Sure could. Most of the folks wanting to fix AUMF are notoriously hawkish. Sens. John McCain and Lindsey Graham being the most obvious — and alarming — examples of powerful folks who believe the president’s war powers are being forever constrained. Graham seems to miss no opportunity to clamor for more powers for the president. After the Boston Marathon bombing,he repeatedly demanded that surviving suspect Dzhokhar Tsarnaev be treated as an enemy combatant. Sen. Bob Corker is also touting the “update” AUMF line heavily. And has McCain met a warmaking power he doesn’t like, at least in the past 13 years?
Today it was reported that McCain, Democrat Sen. Dick Durbin, Senate Armed Services Committee Chair Carl Levin, along with Graham and Corker, gathered for the initial planning stages of a potential new AUMF. On May 16 there will be a hearing of the Senate Armed Services Committee on this matter.
Noted Politico, optimistically:
A new resolution could call for military action only against al Qaeda or affiliate groups, or organizations designated by Congress as terror backers, according to sources close to the talks. Obama would still be authorized to hold terror detainees, but there would be more congressional oversight of the U.S. struggle against such terror threats, a particularly sensitive issue in light of the recent Boston Marathon bombing.

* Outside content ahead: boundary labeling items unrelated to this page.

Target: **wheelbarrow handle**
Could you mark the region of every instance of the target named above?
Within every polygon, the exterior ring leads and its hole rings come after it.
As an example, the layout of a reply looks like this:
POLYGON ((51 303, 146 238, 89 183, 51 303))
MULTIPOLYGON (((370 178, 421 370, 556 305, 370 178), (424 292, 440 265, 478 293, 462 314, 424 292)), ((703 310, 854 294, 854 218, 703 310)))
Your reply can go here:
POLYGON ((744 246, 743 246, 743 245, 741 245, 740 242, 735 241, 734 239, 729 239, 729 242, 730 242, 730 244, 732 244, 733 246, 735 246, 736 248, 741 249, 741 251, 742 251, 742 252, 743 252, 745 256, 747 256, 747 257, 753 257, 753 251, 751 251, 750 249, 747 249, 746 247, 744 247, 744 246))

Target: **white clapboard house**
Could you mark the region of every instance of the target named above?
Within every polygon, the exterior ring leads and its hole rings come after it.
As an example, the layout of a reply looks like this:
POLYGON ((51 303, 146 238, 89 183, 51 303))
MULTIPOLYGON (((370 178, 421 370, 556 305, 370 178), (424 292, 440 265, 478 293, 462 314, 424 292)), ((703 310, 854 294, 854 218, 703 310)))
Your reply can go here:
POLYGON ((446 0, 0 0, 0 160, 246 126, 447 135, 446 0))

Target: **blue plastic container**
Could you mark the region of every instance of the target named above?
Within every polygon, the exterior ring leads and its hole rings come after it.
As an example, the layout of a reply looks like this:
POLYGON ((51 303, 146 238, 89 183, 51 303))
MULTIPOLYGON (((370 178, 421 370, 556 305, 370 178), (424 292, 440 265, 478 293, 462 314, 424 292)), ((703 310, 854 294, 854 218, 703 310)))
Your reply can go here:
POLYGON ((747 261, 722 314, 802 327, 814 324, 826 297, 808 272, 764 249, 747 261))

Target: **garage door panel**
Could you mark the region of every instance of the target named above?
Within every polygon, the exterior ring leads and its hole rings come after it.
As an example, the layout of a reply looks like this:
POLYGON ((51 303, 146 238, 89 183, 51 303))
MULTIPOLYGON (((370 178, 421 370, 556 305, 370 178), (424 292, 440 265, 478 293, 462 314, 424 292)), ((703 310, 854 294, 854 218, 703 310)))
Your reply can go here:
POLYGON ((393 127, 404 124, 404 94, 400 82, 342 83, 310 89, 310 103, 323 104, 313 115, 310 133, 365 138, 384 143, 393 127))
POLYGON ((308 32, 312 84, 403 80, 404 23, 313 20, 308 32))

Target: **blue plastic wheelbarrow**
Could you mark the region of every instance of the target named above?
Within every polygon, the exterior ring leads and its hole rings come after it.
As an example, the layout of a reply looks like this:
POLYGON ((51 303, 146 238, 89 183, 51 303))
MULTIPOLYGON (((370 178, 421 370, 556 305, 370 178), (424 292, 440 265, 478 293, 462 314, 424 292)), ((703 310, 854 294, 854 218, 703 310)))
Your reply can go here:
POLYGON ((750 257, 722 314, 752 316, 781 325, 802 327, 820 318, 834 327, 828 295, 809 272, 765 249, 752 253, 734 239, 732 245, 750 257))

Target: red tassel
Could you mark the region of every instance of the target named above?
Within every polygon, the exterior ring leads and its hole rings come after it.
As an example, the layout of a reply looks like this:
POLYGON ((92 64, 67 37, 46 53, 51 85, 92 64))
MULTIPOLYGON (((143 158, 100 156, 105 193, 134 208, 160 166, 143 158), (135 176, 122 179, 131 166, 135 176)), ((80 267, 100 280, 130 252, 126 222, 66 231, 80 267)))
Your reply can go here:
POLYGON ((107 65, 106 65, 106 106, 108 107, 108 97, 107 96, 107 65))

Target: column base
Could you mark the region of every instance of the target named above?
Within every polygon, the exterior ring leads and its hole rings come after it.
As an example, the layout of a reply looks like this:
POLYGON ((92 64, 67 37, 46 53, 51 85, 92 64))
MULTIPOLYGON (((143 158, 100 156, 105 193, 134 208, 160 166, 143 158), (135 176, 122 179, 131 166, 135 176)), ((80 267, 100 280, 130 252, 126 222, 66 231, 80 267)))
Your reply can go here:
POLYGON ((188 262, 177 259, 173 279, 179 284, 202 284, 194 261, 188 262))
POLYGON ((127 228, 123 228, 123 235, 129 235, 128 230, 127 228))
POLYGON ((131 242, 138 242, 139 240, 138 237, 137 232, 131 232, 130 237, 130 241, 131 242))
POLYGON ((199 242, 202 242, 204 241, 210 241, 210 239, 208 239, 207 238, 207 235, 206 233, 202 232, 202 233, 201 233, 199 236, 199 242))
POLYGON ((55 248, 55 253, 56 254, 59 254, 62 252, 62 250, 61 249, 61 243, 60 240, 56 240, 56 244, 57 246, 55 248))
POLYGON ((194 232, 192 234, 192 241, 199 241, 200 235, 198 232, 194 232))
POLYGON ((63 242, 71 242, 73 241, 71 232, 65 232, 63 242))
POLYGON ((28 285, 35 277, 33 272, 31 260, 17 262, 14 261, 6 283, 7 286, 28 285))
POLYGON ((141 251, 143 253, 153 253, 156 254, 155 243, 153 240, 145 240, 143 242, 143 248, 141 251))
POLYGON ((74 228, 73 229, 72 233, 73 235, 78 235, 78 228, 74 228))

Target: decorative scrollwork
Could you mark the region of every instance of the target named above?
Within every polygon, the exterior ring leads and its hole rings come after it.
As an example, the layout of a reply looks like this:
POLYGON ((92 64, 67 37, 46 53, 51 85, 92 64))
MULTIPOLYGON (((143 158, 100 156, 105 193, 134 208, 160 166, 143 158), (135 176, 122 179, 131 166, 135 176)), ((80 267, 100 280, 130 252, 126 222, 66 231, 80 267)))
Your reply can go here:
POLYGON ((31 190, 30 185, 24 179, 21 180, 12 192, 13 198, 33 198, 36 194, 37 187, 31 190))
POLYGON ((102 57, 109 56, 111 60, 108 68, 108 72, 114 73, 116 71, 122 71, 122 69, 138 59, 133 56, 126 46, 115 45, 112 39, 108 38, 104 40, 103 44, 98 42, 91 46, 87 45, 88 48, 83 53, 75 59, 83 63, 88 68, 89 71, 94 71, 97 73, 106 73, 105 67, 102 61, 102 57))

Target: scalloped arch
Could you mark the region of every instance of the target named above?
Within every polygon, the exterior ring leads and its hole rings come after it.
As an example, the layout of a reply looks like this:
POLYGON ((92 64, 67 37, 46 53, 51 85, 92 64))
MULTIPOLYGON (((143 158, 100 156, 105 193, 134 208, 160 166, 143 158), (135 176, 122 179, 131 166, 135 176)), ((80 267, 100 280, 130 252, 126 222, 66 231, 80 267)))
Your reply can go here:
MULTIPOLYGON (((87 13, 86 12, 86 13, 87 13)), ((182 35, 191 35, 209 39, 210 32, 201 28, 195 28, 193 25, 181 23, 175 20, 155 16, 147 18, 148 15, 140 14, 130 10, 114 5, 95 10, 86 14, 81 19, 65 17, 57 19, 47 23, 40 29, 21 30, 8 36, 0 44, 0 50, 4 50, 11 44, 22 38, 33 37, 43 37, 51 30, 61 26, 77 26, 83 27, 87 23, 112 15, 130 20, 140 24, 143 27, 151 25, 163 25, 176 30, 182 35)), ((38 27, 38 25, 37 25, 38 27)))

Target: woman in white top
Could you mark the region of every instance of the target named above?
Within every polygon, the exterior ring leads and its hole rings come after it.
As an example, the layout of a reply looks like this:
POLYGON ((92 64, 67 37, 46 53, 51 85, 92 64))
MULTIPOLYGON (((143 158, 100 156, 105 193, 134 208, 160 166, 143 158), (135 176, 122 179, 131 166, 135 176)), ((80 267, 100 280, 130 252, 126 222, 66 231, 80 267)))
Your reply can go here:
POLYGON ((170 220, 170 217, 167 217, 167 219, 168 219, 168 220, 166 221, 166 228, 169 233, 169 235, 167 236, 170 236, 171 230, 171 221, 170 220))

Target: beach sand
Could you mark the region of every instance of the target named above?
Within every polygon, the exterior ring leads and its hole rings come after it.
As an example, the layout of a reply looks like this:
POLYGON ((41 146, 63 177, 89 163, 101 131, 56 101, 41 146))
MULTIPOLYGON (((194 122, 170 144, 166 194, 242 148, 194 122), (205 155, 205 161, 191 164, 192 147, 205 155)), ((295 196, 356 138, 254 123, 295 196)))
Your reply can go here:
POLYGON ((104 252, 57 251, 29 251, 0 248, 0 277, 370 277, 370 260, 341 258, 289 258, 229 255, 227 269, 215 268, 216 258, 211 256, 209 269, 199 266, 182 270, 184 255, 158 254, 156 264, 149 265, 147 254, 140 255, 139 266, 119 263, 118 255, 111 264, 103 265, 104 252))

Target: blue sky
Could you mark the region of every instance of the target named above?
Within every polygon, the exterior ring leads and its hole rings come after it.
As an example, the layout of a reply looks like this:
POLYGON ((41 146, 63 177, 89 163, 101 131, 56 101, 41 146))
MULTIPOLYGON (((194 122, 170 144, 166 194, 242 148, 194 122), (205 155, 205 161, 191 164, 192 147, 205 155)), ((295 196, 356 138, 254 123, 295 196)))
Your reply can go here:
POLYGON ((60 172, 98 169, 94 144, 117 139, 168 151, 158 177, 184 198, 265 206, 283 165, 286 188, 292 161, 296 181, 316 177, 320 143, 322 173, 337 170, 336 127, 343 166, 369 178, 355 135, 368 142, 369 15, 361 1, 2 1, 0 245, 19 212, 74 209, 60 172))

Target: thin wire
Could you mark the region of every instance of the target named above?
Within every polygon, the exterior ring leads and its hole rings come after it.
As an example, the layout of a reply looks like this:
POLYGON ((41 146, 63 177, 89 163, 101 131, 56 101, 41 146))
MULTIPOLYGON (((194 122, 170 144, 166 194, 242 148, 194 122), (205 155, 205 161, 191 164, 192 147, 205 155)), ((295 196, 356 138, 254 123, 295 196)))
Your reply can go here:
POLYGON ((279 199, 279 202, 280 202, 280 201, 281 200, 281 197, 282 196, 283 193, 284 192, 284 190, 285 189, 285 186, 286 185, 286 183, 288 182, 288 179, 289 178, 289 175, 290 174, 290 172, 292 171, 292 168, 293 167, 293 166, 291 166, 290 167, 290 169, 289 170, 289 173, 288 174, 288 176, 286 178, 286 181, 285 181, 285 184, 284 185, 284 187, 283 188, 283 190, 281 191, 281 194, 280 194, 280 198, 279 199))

The problem with messing with the AUMF has been pointed out by various sources in the last few months, including Antiwar’s Kelley B. Vlahos who wrote “Beware of Lawyers Bearing AUMF Fix” in April. Vlahos noted that various Senators, unnamed Obama sources, and the Brookings Institution are all repeating the line that the AUMF is “obsolete” and needs to be updated in order to explicitly authorize new foreign adventures against groups with –at best – tertiary ties to Al-Qaeda. (Similar agenda, or just terrorists in general, the point is why have broad powers of war stifled by the need for a tie to 9/11?)
In March, Slate reminded us that Congress may be asking for new definitions of Obama’s war-fighting power in order to control it, but they have a laughable track record in that particular area. (See: a large chunk of the 20th century, the start of this one.)
The killing takeaway from the Politico article was also spotted by Empty Wheel, who noted the disturbing overlap between those who crafted the indefinite detainment portion of the 2012 NDAA,and those who think the AUMF isn’t strong enough.
Politico:
Some Democrats, for their part, worry that vocal Obama critics like [Sen. Rand] Paul and Ted Cruz (R-Texas) — or dozens of House Republicans — would use such a debate to attack the president’s policy on all military and national security issues, not just terror-related topics.
“Can you imagine what Paul or Cruz would do with this?” said one top Democratic aide. “It could be a disaster. And it would be worse in the House.” [emphasis added]
There you have it. Nobody hankering to rewrite the rules of war should be trusted in this task, especially not these guys. The only thing to do with the AUMF is repeal it.